Ein riesiges Konsortium ist im Entstehen

Derzeit laufen an Schulen und Universitäten in der ganzen Schweiz verschiedene ergänzende Forschungsprojekte. An der EPFL bauen Correia und Beat Fierz ein Konsortium auf, um eine neue Ära der Arzneimittelforschung einzuläuten – eine Ära, die auf maschinellem Lernen basiert. Die Zusammenführung dieser Projekte unter einem Dach würde nicht nur die Position des Landes als Exzellenzzentrum auf diesem Gebiet festigen, sondern auch die rasche Entwicklung neuer wirksamer Proteine ​​für klinische Anwendungen fördern. Die Idee ist, die Entwicklung von KI-gestützter Moleküldesigntechnologie zu fördern, neue Arten der Arzneimittel-Zell-Interaktion zu erforschen, neue Datenbanken zu erstellen, um die Leistung von Designsoftware weiter zu verbessern, und Nachwuchswissenschaftler darauf vorzubereiten, neue Forschungs- und Technologietransfermöglichkeiten zu nutzen. Es ist ein ehrgeiziges Unterfangen, das Wissenschaftler künftiger Generationen mit Sicherheit faszinieren wird.

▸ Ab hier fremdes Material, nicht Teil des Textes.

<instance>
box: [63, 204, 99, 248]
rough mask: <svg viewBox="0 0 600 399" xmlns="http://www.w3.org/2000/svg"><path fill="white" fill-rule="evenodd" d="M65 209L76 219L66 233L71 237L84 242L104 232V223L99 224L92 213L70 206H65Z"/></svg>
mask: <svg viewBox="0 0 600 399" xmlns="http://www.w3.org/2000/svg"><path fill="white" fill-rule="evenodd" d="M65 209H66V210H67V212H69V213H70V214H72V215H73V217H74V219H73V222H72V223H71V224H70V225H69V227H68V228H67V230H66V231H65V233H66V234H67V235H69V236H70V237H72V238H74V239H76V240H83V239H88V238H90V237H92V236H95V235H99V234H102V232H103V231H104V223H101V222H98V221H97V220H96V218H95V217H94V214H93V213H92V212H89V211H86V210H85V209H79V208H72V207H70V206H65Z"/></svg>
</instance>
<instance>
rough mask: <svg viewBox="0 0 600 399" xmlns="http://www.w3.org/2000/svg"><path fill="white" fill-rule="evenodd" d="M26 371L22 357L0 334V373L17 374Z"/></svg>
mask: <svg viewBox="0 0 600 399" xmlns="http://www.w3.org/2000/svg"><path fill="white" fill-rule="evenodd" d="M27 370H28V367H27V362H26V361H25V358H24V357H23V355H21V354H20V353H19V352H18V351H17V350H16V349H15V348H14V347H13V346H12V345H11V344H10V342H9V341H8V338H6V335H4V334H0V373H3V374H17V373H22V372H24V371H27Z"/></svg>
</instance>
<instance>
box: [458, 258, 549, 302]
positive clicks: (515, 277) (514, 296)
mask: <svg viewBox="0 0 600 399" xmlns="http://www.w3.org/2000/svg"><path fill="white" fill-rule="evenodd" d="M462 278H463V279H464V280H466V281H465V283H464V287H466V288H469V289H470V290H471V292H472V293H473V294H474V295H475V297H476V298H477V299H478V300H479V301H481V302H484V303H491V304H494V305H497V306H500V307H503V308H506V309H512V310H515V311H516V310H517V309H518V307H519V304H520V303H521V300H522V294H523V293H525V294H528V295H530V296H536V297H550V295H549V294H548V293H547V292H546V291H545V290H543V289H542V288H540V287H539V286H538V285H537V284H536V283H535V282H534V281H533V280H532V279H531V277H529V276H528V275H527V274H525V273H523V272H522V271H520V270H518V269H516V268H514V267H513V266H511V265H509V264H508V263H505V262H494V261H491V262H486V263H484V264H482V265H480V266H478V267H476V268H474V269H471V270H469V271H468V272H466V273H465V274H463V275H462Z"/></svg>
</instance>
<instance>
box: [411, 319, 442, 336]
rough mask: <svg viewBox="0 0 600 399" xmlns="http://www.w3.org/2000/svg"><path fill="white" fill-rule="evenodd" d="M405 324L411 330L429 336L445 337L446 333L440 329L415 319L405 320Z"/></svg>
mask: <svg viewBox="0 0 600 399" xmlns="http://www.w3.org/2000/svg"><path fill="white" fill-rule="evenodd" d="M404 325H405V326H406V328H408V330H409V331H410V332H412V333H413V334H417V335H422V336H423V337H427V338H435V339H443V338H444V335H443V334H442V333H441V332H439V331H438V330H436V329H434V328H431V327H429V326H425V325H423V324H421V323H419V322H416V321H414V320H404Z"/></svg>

AlphaFold, das zu Google DeepMind gehört, ist ein KI-Modell, das die Aminosäuresequenz eines Proteins verwendet, um die Art und Weise vorherzusagen, wie es gefaltet ist – ein struktureller Faktor, der sowohl seine Funktion als auch seine Fähigkeit bestimmt, mit seiner Umgebung zu interagieren. AlphaFold 3, die neueste Version, die im Mai 2024 veröffentlicht wurde, kann sogar die Struktur und Interaktionen von DNA- und RNA-Strängen modellieren, sodass Forscher die genauen zellulären Mechanismen identifizieren können, die bei der Entwicklung neuer Medikamente eine Schlüsselrolle spielen. Es wurde als Open-Source-Modell veröffentlicht, sodass Wissenschaftler auf der ganzen Welt damit neue therapeutische Verbindungen entwickeln können.